Description of problem: Additional NVMe disks are not present in CoreOS(COS) until the ODF node is rebooted. Additional info: When adding an additional NVMe disk to a deployed ODF storage node as part of a scale up procedure using local storage operator[0] the additional NVMe disk is not visible in the table of block devices and until the node has been rebooted.
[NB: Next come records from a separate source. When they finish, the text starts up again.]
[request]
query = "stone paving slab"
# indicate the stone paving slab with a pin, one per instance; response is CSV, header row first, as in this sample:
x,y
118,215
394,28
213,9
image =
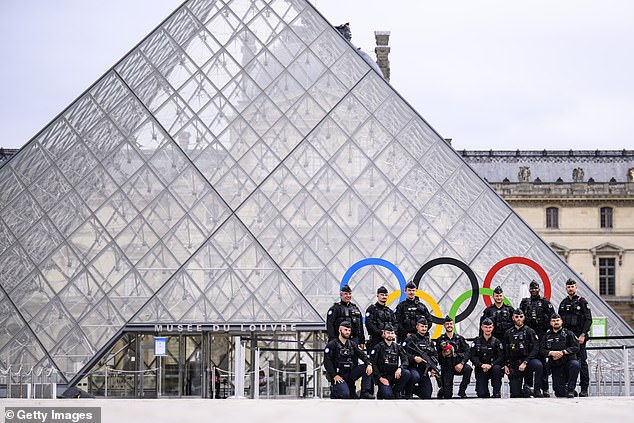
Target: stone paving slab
x,y
593,409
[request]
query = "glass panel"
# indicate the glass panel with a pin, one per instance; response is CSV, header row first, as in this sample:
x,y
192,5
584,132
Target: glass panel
x,y
49,189
157,266
69,213
31,295
137,239
22,214
41,240
14,266
82,294
30,163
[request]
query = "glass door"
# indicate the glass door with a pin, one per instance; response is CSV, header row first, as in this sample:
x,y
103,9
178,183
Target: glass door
x,y
192,374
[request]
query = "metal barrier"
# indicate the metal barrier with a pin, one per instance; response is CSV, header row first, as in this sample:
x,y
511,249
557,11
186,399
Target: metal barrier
x,y
38,382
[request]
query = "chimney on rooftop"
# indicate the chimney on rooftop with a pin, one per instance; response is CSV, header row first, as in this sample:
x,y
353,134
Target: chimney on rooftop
x,y
382,50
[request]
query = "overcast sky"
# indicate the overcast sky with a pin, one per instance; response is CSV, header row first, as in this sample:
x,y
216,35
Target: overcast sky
x,y
491,74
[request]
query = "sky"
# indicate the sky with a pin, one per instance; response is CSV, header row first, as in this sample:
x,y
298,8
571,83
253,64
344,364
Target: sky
x,y
490,74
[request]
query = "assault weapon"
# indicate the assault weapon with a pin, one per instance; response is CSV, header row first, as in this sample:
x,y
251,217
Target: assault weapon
x,y
430,361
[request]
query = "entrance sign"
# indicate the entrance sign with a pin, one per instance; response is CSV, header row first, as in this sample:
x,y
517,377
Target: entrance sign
x,y
160,347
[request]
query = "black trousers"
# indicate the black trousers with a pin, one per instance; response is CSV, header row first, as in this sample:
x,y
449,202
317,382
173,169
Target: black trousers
x,y
482,381
447,374
584,371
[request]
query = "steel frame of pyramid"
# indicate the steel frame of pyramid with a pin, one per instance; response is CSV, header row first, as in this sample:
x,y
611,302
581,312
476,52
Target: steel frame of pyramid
x,y
231,168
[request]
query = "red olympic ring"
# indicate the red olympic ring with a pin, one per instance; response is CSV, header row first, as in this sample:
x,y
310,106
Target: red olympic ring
x,y
516,260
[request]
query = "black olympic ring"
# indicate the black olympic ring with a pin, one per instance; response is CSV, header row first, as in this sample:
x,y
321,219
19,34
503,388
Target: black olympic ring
x,y
475,288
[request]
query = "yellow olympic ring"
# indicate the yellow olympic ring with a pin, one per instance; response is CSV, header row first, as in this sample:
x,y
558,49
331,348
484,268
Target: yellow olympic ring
x,y
435,308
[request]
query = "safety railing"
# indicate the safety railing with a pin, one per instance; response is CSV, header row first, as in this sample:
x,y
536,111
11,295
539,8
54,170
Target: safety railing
x,y
34,382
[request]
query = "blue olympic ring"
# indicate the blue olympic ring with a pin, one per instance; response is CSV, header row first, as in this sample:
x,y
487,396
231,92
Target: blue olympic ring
x,y
373,261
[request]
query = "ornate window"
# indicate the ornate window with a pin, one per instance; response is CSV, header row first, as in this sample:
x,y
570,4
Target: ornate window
x,y
606,217
607,276
552,217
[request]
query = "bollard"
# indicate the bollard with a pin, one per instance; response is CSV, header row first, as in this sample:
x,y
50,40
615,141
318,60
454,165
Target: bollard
x,y
626,373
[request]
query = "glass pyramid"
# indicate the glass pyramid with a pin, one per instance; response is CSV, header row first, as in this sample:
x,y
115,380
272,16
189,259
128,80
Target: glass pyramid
x,y
231,168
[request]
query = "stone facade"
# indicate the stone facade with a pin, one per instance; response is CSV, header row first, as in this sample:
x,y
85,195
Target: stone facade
x,y
578,185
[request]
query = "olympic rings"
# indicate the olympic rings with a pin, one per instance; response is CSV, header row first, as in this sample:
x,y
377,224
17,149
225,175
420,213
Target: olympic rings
x,y
472,278
474,292
461,299
517,260
373,261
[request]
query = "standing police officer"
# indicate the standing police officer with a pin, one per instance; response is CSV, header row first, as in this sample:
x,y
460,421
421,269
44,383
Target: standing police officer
x,y
340,361
500,314
538,310
577,317
377,317
389,366
422,360
487,355
409,311
345,310
521,348
453,354
561,347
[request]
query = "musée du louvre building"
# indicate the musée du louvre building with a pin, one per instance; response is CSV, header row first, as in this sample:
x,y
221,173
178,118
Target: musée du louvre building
x,y
221,181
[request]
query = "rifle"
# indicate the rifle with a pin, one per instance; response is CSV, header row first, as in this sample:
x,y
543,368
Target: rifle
x,y
430,361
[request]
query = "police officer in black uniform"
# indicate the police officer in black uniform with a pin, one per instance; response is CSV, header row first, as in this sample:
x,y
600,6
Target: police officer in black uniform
x,y
409,311
389,366
521,348
423,360
561,346
538,310
340,360
500,314
453,355
487,356
347,310
377,317
577,317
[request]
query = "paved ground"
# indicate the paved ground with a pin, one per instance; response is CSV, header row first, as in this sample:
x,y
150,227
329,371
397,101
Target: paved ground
x,y
594,409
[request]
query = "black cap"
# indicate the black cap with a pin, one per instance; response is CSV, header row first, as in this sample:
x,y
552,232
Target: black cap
x,y
421,321
487,322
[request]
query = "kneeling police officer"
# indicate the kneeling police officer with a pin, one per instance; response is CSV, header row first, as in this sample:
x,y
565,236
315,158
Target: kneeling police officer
x,y
389,366
521,348
340,360
453,354
561,346
423,360
487,356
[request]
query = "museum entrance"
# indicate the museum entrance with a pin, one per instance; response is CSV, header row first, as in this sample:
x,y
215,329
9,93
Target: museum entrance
x,y
203,365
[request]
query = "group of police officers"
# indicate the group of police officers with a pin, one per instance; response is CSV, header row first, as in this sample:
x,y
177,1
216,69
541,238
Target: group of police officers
x,y
525,344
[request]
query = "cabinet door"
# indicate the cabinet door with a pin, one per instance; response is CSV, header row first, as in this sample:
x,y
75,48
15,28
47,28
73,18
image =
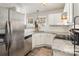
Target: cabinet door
x,y
54,19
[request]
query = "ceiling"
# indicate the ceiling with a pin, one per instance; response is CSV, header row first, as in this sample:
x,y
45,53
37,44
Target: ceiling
x,y
33,7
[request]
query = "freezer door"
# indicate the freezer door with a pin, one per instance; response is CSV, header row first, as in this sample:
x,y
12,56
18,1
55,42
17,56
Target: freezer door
x,y
17,33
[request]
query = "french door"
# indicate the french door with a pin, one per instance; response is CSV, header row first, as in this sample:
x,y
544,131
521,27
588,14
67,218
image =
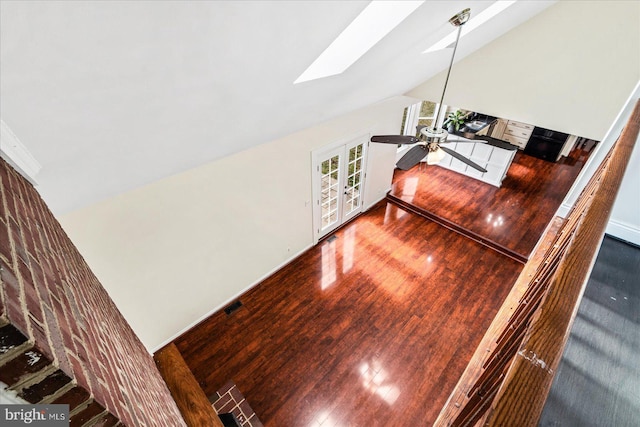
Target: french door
x,y
338,185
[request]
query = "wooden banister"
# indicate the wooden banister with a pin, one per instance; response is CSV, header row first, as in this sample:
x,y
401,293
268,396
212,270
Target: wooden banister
x,y
191,400
509,376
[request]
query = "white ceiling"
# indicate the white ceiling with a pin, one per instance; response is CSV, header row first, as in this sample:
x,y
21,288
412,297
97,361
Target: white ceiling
x,y
109,96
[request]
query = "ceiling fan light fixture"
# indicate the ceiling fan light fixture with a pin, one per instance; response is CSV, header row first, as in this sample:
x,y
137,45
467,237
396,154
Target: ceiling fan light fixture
x,y
435,156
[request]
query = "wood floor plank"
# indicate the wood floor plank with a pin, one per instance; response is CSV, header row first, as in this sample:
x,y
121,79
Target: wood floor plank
x,y
513,216
372,328
376,326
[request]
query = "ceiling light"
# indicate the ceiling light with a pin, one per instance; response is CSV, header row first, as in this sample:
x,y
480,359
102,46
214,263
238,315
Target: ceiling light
x,y
374,22
474,23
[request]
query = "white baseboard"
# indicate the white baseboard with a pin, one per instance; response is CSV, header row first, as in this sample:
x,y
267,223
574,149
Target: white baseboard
x,y
230,300
624,232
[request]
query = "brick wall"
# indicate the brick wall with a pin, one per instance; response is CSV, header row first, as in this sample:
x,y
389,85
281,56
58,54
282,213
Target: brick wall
x,y
62,339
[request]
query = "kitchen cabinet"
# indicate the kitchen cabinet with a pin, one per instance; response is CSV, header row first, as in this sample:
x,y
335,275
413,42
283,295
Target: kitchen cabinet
x,y
517,133
494,159
513,132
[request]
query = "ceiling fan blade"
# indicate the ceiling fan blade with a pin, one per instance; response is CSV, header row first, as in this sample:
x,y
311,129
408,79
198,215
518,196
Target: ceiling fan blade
x,y
412,157
395,139
462,159
467,140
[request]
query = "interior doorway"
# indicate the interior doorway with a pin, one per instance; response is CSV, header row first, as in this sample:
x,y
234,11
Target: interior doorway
x,y
338,185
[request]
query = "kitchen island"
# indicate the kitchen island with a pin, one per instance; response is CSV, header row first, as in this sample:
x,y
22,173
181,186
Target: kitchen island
x,y
492,154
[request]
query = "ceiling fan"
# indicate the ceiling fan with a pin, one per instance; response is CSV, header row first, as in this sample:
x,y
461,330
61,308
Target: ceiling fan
x,y
431,137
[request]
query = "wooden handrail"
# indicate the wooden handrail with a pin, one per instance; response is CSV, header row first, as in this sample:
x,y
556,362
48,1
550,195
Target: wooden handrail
x,y
508,378
191,400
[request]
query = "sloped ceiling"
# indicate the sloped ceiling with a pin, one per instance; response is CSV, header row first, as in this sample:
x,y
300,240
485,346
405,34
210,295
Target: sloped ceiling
x,y
110,96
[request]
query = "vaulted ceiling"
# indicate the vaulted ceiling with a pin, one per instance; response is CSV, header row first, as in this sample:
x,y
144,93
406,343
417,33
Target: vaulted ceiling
x,y
109,96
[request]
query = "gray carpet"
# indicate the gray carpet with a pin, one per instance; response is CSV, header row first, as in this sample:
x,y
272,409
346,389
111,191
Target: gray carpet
x,y
598,380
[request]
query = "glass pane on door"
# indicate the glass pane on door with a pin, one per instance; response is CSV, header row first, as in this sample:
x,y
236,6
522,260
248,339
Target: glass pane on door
x,y
353,196
330,190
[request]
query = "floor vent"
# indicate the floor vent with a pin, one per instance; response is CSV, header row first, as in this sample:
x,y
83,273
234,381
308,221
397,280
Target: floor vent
x,y
233,307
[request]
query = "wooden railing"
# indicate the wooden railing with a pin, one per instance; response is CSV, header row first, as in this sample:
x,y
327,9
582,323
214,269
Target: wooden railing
x,y
509,377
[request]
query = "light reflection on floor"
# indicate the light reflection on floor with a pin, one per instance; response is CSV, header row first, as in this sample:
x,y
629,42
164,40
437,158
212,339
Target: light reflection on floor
x,y
329,274
375,380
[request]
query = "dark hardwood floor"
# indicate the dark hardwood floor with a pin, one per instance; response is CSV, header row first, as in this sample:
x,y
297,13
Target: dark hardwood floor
x,y
513,216
374,326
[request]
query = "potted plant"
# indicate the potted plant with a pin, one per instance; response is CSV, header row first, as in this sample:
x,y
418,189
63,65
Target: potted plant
x,y
454,121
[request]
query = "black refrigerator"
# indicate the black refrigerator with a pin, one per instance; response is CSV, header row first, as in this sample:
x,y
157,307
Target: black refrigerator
x,y
545,144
This presents with the following challenges: 1. The disk discovery feature does not detect newly added NVMe devices until the host is rebooted. 2. The reboot of an ODF node could be considered a disruptive operation in production environments without properly cordoning and draining of the storage node prior to the reboot. COS does have the rescan-scsi-bus.sh script from sg3_utils RPM however that does not work for NVMe devices[1] so we're opening this BZ to see if there is an undocumented way to rescan for additional NVMe disks on an runing ODF COS node without requiring a reboot or if we should be pursuing an RFE to add the "nvme-cli" utility to COS. Version-Release number of selected component (if applicable): OCP/OCS/ODF 4.8 --- NAME="Red Hat Enterprise Linux CoreOS" VERSION="48.84.202112212304-0" ID="rhcos" ID_LIKE="rhel fedora" VERSION_ID="4.8" PLATFORM_ID="platform:el8" PRETTY_NAME="Red Hat Enterprise Linux CoreOS 48.84.202112212304-0 (Ootpa)" ANSI_COLOR="0;31" CPE_NAME="cpe:/o:redhat:enterprise_linux:8::coreos" HOME_URL="https://www.redhat.com/" DOCUMENTATION_URL="https://docs.openshift.com/container-platform/4.8/" BUG_REPORT_URL="https://bugzilla.redhat.com/" REDHAT_BUGZILLA_PRODUCT="OpenShift Container Platform" REDHAT_BUGZILLA_PRODUCT_VERSION="4.8" REDHAT_SUPPORT_PRODUCT="OpenShift Container Platform" REDHAT_SUPPORT_PRODUCT_VERSION="4.8" OPENSHIFT_VERSION="4.8" RHEL_VERSION="8.4" OSTREE_VERSION='48.84.202112212304-0' --- Infrastructure: VMware vSphere How reproducible: Always Steps to Reproduce: 1. Attach an NVMe device to an existing ODF node in vSphere 2. oc debug node/ or ssh to the node 3. Run an lsblk Actual results: NVMe device is not present in the OS block device list until the VM is rebooted. Expected results: Added NVMe device present to the OS without requiring a reboot. [0] https://access.redhat.com/documentation/en-us/red_hat_openshift_container_storage/4.8/html/scaling_storage/scaling-up-storage-capacity_rhocs#scaling-up-storage-by-adding-capacity-to-your-openshift-container-storage-nodes-using-local-storage-devices_rhocs [1] https://access.redhat.com/solutions/5317381
This does not seem like a bug, at least not on our end. That said, based on this line: > COS does have the rescan-scsi-bus.sh script from sg3_utils RPM however that does not work for NVMe devices[1] so we're opening this BZ to see if there is an undocumented way to rescan for additional NVMe disks on an runing ODF COS node without requiring a reboot or if we should be pursuing an RFE to add the "nvme-cli" utility to COS. The answer to this would be "no". An RFE would make the most sense. If there is a regression or known issue, it would probably be in RHCOS itself or the LSO. I don't know which component would be the appropriate target, so moving it out to ODF 4.12 now.
Hi All, Just checking in to see if anyone else has had a chance to take a look at this and what the status is.
As Jose mentioned earlier it should be coming from COS or LSO. we are not maintaining such scripts which rescan the devices and all. I am closing this BZ. Pls create the Jira issue with the LSO or COS.